FAA considering plan to land space vehicles near Madison
MADISON – Residents in south end of Madison may soon easily witness history in the making from their own backyards. The Huntsville-Madison County Airport Authority is proposing to operate the Huntsville International Airport (HSV) as a hub for the aerospace industry.
The FAA is considering approving the airport, which is located just south of the Madison city limits, as a commercial space reentry site, and Sierra Space is proposing to reenter its Dream Chaser vehicle at HSV.
To operate a commercial space reentry site at HSV, the Authority must obtain a Reentry Site Operator License from the FAA. To reenter the Dream Chaser vehicle at HSV, Sierra Space must obtain a Vehicle Operator License from the FAA.
According to the FAA, they will evaluate the applications before making determinations on approval/disapproval of the licenses. Through the evaluation processes, the FAA will complete reviews on safety, environmental impacts, airspace integration, policy, and reentry site location, in accordance with relevant FAA regulations and the National Environmental Policy Act.
The Huntsville International Airport serves more than 1.2 million passengers each year, and is the largest commercial airport in northern Alabama. It spans about 6,000 acres
Sierra Space is developing the Dream Chaser, a reusable reentry vehicle capable of carrying payloads to and from low Earth orbit, including delivering supplies to the International Space Station under the Commercial Resupply Services 2 (CRS-2) contract with the National Aeronautics and Space Administration.
The Dream Chaser vehicle would be carried as payload on a vertically-launched United Launch Alliance Atlas 5. HSV does not support vertical launches of space vehicles; therefore, launch activities would occur at another site, such as Cape Canaveral.

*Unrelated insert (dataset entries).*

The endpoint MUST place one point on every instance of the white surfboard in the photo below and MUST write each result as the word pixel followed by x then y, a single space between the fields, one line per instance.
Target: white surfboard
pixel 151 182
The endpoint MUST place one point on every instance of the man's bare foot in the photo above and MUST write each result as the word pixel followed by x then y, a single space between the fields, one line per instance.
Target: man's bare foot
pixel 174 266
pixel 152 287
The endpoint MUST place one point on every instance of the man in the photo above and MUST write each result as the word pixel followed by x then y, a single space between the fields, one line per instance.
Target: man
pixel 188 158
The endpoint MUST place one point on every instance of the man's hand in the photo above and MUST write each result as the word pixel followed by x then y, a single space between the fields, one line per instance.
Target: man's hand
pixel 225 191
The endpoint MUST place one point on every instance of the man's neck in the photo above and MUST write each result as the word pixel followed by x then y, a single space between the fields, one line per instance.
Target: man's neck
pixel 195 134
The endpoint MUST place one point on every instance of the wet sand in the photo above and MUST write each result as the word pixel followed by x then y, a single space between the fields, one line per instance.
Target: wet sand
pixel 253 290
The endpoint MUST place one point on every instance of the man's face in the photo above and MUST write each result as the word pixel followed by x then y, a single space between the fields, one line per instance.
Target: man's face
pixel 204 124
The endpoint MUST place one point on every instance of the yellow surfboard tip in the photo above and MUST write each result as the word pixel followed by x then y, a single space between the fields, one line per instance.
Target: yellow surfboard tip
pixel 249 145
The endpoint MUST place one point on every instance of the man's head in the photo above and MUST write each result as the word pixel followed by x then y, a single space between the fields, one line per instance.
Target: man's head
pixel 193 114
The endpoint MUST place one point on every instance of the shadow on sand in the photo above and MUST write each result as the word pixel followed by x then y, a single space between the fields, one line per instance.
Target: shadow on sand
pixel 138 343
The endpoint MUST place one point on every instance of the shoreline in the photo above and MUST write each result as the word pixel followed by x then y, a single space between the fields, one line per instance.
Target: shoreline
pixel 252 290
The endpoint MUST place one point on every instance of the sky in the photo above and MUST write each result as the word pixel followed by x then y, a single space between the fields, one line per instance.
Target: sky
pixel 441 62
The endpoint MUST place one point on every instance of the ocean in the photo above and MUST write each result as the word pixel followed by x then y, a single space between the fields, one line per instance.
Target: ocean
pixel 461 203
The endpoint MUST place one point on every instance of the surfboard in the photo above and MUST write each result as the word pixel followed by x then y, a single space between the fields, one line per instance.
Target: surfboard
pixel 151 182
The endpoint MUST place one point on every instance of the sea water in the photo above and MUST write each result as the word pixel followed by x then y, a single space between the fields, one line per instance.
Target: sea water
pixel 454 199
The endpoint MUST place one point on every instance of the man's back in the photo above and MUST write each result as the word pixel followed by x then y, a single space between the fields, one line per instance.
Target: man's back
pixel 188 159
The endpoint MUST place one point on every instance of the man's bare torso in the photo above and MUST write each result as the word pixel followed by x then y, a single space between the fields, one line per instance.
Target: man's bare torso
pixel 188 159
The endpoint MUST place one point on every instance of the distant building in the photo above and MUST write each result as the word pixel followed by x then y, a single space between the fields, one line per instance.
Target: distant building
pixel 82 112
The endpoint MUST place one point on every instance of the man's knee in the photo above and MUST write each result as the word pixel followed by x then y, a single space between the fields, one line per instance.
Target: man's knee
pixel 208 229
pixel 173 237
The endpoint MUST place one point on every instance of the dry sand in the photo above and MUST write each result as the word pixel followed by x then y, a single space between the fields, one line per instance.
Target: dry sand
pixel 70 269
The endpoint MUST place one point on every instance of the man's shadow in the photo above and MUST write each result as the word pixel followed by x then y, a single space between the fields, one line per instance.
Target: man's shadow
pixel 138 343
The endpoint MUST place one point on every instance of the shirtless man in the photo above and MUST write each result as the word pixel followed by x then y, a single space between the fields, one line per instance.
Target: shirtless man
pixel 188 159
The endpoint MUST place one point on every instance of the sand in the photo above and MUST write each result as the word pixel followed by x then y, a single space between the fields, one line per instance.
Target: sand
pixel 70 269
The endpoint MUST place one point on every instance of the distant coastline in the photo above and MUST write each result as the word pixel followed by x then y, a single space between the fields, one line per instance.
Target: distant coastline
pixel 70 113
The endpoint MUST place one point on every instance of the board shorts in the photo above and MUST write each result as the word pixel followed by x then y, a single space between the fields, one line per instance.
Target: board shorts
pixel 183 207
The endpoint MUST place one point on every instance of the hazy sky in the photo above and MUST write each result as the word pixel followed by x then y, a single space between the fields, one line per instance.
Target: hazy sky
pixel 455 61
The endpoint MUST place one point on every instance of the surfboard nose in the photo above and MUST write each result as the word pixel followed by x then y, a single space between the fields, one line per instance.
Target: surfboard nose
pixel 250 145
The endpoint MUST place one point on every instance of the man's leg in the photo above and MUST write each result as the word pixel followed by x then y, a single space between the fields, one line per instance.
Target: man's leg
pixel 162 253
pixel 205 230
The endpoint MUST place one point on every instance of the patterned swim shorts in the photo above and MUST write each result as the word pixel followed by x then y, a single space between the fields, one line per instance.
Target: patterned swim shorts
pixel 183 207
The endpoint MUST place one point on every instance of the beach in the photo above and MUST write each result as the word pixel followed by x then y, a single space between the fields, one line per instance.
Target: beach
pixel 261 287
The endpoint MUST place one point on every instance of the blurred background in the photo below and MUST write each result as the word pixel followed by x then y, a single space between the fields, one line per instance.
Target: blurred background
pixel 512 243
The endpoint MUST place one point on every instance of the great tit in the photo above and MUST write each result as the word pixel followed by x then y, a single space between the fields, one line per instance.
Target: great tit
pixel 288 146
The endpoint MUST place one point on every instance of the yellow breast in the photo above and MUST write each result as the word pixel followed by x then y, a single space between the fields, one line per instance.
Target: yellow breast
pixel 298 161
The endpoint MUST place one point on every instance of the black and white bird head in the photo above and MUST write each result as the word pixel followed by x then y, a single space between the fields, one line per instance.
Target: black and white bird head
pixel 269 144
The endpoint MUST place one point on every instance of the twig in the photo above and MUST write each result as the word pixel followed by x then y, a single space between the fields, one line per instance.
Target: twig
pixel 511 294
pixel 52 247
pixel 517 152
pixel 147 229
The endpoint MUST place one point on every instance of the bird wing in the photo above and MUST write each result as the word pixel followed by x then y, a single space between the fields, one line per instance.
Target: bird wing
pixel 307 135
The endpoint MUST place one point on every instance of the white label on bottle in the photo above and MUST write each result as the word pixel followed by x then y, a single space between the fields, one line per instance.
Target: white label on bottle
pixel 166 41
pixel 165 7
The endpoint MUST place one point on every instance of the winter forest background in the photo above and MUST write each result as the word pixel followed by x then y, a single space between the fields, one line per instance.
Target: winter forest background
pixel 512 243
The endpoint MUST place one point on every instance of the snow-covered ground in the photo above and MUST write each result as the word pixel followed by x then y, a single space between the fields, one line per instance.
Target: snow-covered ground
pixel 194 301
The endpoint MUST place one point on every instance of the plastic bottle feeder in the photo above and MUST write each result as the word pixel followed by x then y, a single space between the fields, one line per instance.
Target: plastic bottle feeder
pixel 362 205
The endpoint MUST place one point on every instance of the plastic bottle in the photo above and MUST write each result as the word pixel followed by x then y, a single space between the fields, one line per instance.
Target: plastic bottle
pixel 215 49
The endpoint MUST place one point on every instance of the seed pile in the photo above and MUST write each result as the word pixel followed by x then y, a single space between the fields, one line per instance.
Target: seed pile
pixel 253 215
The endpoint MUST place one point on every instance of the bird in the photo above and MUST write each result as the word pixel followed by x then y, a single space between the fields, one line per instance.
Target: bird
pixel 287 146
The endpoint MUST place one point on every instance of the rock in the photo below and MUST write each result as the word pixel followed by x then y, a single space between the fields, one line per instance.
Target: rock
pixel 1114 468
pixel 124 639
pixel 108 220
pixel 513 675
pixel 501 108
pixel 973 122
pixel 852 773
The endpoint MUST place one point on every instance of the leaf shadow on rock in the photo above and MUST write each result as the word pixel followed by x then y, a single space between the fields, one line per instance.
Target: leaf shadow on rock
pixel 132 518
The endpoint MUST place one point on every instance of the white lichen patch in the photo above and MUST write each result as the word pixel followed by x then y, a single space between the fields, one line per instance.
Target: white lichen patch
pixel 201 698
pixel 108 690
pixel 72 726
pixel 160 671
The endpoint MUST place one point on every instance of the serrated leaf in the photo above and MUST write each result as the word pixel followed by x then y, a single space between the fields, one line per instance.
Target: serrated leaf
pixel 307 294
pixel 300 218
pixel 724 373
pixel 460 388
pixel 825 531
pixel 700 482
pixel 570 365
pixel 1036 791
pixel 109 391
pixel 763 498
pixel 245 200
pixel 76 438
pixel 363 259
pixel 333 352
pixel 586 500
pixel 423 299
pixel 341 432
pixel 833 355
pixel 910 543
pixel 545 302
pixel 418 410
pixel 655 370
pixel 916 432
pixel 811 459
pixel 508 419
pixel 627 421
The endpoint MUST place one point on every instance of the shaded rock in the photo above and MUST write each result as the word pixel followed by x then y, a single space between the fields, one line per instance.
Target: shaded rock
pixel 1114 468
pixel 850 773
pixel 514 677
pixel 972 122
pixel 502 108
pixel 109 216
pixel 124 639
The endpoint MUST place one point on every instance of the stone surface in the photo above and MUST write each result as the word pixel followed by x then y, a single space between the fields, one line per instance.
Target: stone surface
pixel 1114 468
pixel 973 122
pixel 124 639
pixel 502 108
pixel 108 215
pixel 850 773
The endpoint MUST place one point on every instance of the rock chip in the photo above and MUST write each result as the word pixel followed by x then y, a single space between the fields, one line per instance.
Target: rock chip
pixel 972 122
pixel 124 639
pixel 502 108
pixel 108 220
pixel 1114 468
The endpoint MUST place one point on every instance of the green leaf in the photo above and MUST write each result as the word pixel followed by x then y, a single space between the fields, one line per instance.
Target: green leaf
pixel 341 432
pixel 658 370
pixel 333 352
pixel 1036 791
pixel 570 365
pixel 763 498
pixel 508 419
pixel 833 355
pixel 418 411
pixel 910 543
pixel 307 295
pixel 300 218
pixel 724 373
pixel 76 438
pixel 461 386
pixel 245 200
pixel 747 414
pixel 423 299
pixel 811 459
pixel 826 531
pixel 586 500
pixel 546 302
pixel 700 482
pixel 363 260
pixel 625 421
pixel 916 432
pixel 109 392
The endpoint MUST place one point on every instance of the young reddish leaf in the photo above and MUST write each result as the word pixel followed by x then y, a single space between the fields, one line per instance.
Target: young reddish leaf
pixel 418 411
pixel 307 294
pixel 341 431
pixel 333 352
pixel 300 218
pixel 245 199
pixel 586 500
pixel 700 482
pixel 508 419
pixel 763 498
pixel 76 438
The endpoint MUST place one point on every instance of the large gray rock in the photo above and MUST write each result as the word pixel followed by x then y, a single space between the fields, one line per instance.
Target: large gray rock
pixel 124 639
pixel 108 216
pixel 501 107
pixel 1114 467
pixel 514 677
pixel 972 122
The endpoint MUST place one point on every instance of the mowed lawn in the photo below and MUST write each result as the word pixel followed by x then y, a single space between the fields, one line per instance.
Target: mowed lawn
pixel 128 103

The reentry vehicle would reenter from the south on an ascending trajectory, with high atmospheric overflight of the southwestern U.S. or Central American countries, before landing at HSV. The reentry vehicle would remain above 60,000 feet altitude above mean sea level for the majority of the overflight of Texas, Arkansas, Louisiana, Mississippi, and Alabama. The reentry vehicle would descend below 60,000 feet altitude above mean sea level approximately 10 to 20 miles from HSV prior to landing and would operate below 60,000 mean sea level for about three to four minutes.